Выбрать главу

— Совет и народ решили… Перикл, сын Ксантиппа, из Холарга, предложил…

Он предложил вознаграждать членов Совета пятисот за их труд и платить по одной драхме в день. Служить за плату! Это казалось кощунством. Издавна афиняне, с уважением относившиеся к труду землепашца или ремесленника, презирали тех, кто нанимается работать за деньги. Они издевались над учителями и философами, бравшими плату с учеников, свысока глядели на художников, скульпторов и архитекторов, получавших жалованье от государства, Уважающий себя свободный афинский гражданин, конечно, должен служить отечеству, не жалея сил, но бескорыстно! Иначе он превратится в обычного слугу, наемного рабочего, поденщика.

Один за другим поднимались на трибуну ораторы. Надев на голову венок, они как бы переставали быть частными гражданами и превращались в должностных лиц, исполняющих общественные обязанности перед народом. Любой мог выступить перед демосом, не опасаясь каких-либо последствий. Не разрешалось лишь рассуждать о вещах, не относящихся к делу, и дважды повторять одно и то же.
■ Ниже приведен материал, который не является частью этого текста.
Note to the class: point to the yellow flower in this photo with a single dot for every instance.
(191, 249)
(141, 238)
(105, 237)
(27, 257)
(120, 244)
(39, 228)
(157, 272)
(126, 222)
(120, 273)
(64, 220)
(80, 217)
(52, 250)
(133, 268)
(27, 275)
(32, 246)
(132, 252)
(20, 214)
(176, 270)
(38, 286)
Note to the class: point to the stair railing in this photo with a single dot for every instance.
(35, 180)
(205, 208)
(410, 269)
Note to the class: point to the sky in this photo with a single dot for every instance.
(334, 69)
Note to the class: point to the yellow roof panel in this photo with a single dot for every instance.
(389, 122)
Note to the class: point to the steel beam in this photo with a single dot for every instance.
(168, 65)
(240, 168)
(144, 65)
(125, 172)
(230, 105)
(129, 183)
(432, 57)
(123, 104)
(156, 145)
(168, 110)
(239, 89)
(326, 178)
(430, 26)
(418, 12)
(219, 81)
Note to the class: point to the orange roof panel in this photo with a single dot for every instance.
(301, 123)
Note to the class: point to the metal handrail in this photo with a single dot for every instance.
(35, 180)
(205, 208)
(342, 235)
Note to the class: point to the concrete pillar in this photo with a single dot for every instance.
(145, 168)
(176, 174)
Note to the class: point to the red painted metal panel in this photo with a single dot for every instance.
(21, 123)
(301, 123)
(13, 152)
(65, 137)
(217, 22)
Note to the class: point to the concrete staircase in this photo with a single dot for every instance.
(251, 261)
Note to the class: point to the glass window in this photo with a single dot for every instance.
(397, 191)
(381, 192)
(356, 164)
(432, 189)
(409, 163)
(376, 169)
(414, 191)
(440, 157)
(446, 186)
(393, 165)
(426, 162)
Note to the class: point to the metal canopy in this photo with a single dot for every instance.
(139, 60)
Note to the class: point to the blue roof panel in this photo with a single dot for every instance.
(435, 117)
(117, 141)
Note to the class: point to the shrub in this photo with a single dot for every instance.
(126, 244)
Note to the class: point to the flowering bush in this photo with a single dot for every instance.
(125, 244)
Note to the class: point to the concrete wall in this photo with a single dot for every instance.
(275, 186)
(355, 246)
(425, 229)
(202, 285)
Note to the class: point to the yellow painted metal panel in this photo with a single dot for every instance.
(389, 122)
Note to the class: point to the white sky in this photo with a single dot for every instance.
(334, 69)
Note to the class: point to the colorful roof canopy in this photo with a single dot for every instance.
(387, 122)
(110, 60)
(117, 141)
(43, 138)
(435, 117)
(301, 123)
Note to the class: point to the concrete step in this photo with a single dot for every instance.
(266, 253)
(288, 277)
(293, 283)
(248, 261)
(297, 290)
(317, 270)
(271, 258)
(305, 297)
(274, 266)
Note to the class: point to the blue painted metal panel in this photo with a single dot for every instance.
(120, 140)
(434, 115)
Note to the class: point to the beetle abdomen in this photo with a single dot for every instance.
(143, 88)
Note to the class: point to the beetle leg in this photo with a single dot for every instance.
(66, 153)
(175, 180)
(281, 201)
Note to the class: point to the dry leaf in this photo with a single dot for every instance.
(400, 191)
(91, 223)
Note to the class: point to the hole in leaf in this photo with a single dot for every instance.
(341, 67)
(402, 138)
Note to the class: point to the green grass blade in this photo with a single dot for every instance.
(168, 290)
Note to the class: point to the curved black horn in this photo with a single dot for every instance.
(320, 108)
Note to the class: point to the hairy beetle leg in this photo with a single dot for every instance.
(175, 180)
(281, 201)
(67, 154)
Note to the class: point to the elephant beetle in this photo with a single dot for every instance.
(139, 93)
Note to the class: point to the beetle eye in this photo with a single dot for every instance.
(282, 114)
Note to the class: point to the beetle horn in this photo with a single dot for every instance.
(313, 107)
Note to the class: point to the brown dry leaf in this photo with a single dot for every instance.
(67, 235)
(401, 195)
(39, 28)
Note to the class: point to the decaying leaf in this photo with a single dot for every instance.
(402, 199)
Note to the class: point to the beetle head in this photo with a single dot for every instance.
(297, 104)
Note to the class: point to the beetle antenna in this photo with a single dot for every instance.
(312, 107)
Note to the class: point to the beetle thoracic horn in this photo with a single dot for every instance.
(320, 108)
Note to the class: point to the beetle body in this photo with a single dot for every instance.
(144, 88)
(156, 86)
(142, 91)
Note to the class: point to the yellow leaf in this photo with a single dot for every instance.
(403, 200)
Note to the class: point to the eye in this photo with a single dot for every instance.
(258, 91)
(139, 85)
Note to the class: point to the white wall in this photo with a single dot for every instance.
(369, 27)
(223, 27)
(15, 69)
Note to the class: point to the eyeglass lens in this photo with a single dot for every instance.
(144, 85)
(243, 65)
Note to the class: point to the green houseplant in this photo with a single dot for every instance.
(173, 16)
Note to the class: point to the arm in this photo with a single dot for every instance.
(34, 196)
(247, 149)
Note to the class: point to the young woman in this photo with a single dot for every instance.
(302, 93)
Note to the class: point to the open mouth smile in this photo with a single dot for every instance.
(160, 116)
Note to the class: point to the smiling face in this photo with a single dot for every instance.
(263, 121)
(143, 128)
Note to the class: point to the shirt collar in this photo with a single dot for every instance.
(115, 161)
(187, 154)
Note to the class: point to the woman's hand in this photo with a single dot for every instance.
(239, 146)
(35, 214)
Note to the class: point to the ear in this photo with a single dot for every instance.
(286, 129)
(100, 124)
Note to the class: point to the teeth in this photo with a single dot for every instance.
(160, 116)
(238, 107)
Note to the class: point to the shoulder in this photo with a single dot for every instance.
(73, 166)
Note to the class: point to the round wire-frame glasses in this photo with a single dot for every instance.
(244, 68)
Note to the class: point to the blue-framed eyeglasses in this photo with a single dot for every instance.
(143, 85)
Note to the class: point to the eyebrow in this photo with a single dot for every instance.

— Граждане афиняне! Все, о чем говорил здесь Перикл, наверное, покажется вам справедливым и соблазнительным. В самом деле, разве не следует поощрять тех, кто стоит во главе нашего полиса и печется об общем благе? Конечно, следует! И мы по достоинству награждаем членов Совета за труд, прославляя их имена в почетных постановлениях. А что же нам предлагают? Оскорбить, унизить уважаемых людей, бросив им подачку, словно нищим? Где, в каком городе Эллады вы увидите такое? Может быть, Периклу больше по душе порядки, к которым привыкли варвары? Ведь у них все состоят на службе у монарха, получая от него земли, дворцы и сокровища. Подумайте, что скажут о нас остальные эллины, когда узнают, что мы превратили священную обязанность в работу за плату, недостойную истинного гражданина.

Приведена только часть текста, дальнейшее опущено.